Parallelized Barnes-Hut

A parallelized Barnes-Hut algorithm designed to run natively on a GPU using the CUDA framework. By shifting the workload away from the CPU, this implementation achieved over a 12x efficiency increase compared to traditional CPU-bound algorithms.

The core of this project heavily focused on fine-tuned concurrency control and strict GPU memory management, actively balancing between shared, local, and global memory to prevent bottlenecks.

Barnes-Hut Simulation

The Four-Kernel Pipeline

To maximize throughput, the engine dispatches four distinct kernels per frame, capable of generating 30 frames of 12,000 bodies in under a minute.
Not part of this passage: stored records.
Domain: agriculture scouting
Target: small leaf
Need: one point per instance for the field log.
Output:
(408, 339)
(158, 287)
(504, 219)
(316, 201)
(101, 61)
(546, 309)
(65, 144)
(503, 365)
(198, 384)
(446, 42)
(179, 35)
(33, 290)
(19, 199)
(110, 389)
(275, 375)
The general execution pipeline is:

  • Kernel 1: Filter out and combine overlapping stars to clamp the maximum tree depth.
  • Kernel 2: Traverse and find the maximum depth of the newly filtered tree.
  • CPU Step: Allocate a linear array in memory for the found tree depth.
  • Kernel 3: Populate the allocated Barnes-Hut Tree (BHT) with each node.
  • Kernel 4: Compute the updated positions and velocities of the stars.
Kernel Dispatch Runtimes

Encountered Issues

I hit a slight snag during development: without a local CUDA-enabled GPU, I had to compile and run everything through Google Colab. This created a massive roadblock for real-time visualization.

To verify the physics and visualize the data, I introduced an additional CPU-bound step at the end of each frame that serialized and saved the positional data, allowing me to render the final results offline.